Vaughn designed the box that made me licensable, though. Suppose that's part of the reason I wouldn't sell him out, this sweet piece of wire that makes sound do what light does when you're sighted.

Bounce.

Bounce so good that when Mister We Don't Quite started to breathe hard and his blood pressure kicked up, I knew just how much.

So good that when he reached for the weapon Rico missed, I had already squeezed the trigger, nice and easy, and he was already falling down.


I'm professional, not loyal. I can't stand Vaughn, and I'm pretty sure he doesn't think much of me either. Don't mistake courtesy for sentimentality. Around our kind, it's a subtle but important distinction.


On the ground, Mister We Don't Quite was dead. None of this disarm and immobilize crap: unlike a lot of operatives, I don't worry much about justifiable use of lethal force. I get contracted for the ugly dangerous jobs, with the clients who expect me to act conclusively, no questions, the first time. And funny how I've never had to show up in court, never had to apologize or explain.

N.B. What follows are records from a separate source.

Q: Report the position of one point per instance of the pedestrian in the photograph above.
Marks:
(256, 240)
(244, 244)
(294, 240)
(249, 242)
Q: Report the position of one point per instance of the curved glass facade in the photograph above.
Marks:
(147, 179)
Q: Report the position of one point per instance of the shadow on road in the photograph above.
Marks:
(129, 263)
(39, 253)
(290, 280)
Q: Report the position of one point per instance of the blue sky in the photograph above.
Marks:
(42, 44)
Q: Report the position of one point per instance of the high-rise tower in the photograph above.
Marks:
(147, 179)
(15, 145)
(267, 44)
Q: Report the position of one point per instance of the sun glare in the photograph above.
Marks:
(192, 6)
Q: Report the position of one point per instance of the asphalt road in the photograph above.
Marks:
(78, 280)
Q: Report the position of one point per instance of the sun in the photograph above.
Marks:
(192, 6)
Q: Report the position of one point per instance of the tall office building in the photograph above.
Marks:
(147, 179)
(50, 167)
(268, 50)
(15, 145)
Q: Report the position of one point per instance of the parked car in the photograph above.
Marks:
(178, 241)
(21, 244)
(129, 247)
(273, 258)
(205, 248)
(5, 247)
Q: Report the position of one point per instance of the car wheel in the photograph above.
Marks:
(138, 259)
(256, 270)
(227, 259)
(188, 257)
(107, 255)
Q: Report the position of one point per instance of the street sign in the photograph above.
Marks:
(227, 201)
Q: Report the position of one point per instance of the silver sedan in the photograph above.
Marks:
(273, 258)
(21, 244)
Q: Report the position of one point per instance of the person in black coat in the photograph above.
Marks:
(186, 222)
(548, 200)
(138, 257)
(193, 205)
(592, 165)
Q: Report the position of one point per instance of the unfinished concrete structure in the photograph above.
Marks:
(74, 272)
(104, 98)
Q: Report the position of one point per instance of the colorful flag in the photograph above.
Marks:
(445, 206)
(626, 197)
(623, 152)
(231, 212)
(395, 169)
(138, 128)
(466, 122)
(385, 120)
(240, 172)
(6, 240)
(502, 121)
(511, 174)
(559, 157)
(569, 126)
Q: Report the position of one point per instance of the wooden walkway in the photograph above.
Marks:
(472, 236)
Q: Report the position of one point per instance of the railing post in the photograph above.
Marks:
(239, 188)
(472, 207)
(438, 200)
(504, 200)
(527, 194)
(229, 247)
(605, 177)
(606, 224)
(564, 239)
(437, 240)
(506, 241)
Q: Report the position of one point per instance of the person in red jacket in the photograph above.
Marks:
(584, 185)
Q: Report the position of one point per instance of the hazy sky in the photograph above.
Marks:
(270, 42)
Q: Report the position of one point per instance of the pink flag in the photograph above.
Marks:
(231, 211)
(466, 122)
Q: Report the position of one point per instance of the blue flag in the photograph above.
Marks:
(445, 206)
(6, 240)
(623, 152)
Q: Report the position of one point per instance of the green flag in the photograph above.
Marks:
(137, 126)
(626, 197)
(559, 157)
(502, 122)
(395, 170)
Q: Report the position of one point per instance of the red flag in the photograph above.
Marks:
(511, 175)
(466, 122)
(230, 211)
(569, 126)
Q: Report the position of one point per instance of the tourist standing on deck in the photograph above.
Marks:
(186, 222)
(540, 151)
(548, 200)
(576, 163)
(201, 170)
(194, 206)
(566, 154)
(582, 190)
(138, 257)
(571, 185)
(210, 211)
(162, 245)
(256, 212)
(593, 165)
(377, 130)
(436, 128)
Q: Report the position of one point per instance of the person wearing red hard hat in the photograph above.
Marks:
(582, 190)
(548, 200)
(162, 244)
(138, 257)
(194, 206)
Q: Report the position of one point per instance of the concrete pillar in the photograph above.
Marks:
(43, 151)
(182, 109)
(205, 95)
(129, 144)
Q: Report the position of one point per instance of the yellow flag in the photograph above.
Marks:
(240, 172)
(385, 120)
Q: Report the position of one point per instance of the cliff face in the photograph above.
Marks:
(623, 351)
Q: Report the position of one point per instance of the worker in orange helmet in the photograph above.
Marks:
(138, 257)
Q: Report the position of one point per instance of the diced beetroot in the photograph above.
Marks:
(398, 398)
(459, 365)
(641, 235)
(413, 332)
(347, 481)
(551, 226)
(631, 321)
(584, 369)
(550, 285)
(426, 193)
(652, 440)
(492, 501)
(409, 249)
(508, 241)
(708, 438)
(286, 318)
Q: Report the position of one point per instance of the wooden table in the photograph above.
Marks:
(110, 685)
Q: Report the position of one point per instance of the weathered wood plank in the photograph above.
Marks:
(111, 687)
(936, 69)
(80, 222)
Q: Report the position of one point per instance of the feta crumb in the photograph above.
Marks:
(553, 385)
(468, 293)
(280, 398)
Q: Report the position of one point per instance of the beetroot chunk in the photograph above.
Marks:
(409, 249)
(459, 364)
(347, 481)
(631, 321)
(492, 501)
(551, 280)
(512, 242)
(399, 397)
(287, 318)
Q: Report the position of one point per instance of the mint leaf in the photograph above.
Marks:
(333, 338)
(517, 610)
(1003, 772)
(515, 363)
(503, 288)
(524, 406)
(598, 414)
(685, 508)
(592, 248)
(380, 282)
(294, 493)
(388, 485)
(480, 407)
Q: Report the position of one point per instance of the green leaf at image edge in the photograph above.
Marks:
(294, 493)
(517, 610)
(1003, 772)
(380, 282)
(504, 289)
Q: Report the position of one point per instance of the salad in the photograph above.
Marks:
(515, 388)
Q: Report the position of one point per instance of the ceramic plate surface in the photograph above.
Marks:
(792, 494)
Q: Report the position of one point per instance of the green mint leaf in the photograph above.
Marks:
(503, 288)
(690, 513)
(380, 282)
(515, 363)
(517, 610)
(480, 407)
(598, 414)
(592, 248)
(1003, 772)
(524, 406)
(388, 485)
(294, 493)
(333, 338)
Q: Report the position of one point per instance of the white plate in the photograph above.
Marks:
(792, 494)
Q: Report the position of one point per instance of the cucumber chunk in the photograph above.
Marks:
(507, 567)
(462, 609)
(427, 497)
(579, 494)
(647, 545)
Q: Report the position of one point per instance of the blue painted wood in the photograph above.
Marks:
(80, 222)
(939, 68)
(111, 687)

I've never missed a target. I've never killed anyone who wasn't about to deserve it.

At least in my client's eyes.



After we came off shift, Rico took me to a Chinese place, Gold Pagoda or something, sits up right on the cliffs above the ocean, so the whole place smells both like egg flower soup and oily sea brine.

Rico's Portugese-Armenian, which has got to be one of the most fucked up combinations next to Trinidadian-Thai.

He knows I like girls and that I'm not big on being touched anyway. But we both got drunk and wound up fucking, against the back wall of the restaurant under the heavy heat of a west African night sky.